Wells Fargo’s revenue decline reflects its focus on simplifying its home lending business and the continued decline in the mortgage market, according to Chief Financial Officer Michael Santomassimo. “Since announcing our new strategy in early 2023, we have reduced our home lending workforce by approximately 45%,” he said.

The bank also generated non-interest mortgage income of $243 million in the second quarter of 2024, up from $230 million in the previous quarter. Net service income declined 2% quarter-over-quarter, but increased 44% year-over-year to $89 million.

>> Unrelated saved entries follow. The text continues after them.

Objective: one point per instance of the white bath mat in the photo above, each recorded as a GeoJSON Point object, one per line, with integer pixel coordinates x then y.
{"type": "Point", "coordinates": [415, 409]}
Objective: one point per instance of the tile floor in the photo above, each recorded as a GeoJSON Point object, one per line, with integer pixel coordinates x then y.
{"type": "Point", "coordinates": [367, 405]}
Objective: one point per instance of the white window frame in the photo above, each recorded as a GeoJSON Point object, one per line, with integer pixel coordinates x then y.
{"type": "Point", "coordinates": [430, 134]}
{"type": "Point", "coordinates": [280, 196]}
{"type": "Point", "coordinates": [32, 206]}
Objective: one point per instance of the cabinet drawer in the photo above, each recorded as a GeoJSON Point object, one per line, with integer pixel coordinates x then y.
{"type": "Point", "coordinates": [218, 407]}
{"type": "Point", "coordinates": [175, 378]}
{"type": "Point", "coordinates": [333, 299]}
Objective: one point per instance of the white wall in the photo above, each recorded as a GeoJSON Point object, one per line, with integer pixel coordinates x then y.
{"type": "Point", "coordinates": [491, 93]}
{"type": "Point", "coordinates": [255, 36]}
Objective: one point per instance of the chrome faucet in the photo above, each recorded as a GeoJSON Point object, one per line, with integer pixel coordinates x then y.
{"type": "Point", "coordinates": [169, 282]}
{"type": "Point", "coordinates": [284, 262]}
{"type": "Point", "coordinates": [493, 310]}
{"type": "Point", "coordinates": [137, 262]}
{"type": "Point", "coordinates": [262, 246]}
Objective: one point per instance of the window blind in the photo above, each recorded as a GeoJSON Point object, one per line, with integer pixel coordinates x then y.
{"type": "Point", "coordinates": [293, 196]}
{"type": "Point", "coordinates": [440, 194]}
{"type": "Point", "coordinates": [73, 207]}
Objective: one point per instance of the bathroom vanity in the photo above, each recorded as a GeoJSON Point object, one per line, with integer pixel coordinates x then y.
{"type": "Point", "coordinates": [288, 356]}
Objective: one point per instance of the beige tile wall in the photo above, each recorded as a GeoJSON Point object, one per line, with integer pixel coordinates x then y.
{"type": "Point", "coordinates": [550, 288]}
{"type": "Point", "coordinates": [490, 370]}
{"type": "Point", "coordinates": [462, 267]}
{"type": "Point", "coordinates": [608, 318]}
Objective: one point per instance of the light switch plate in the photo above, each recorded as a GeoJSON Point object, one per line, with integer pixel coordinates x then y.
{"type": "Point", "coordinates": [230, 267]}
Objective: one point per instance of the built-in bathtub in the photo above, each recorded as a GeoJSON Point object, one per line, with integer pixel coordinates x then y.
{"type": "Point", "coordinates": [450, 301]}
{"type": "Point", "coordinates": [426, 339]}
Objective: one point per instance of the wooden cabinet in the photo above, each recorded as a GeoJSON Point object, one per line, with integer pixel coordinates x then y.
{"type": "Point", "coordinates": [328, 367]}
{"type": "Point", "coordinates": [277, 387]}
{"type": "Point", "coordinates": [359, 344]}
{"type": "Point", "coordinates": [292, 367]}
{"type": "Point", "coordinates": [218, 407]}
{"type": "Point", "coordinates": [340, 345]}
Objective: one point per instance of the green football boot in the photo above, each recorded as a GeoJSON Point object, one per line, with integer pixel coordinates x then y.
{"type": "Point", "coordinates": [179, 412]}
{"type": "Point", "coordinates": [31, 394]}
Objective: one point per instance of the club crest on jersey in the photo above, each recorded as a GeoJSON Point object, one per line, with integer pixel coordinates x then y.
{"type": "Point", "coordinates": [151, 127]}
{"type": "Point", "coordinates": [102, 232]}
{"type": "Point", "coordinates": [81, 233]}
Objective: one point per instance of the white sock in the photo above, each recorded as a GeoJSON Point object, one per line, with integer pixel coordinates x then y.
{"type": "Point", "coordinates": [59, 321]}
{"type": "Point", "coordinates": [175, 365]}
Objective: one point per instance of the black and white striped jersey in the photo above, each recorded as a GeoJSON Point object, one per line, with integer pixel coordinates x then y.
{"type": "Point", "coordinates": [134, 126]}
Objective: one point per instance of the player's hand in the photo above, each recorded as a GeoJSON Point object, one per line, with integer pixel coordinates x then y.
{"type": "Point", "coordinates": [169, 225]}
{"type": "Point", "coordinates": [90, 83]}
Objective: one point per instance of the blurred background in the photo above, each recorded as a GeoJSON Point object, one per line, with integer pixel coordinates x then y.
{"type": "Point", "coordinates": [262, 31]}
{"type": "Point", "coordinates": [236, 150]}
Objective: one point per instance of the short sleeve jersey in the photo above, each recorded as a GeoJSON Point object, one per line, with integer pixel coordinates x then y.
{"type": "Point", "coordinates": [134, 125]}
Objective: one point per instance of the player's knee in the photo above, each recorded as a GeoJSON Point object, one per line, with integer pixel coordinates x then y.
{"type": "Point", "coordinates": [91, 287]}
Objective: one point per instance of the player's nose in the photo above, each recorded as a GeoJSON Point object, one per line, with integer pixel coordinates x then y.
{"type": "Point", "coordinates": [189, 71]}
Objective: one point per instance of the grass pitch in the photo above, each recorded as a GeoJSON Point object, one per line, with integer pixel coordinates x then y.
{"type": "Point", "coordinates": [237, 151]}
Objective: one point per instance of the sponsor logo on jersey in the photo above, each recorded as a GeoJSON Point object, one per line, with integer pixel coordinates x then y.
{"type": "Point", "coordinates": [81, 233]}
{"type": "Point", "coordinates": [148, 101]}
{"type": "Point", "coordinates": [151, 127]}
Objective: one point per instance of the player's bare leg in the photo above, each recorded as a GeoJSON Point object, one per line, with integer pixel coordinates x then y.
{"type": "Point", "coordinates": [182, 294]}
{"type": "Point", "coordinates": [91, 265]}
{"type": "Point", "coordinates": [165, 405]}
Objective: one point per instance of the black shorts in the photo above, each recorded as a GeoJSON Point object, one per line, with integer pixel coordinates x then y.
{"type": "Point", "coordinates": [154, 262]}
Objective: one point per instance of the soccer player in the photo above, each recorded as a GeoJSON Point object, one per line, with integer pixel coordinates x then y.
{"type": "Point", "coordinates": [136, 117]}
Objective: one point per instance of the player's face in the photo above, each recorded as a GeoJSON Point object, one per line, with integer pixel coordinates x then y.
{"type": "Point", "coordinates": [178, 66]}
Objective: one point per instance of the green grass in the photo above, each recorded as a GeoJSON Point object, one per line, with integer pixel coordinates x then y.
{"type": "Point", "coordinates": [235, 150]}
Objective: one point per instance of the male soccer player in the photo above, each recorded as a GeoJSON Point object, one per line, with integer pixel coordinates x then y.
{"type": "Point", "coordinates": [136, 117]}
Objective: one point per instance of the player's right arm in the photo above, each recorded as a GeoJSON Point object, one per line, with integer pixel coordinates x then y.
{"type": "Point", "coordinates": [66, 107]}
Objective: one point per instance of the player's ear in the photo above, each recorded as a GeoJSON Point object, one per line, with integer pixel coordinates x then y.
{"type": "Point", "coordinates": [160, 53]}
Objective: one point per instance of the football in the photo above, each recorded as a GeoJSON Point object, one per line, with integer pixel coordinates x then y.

In total, JPMorgan posted a profit of $18 billion – or $13.1 billion if extraordinary items are excluded, such as a multi-billion dollar profit linked to a Visa stock swap – in the second quarter, while the economy was “making some progress and bringing inflation down,” according to CEO and Chairman Jamie Dimon.

“But multiple inflationary forces still await us: large budget deficits, infrastructure needs, trade restructuring and remilitarization of the world. Therefore, inflation and interest rates may remain higher than the market expects,” Dimon said in a statement.

Wells Fargo reported second-quarter net income of $4.9 billion, while Citi reported $3.2 billion during the period. Citi CEO Jane Fraser said the bank has made “incredible progress in simplification – both strategically and organizationally.”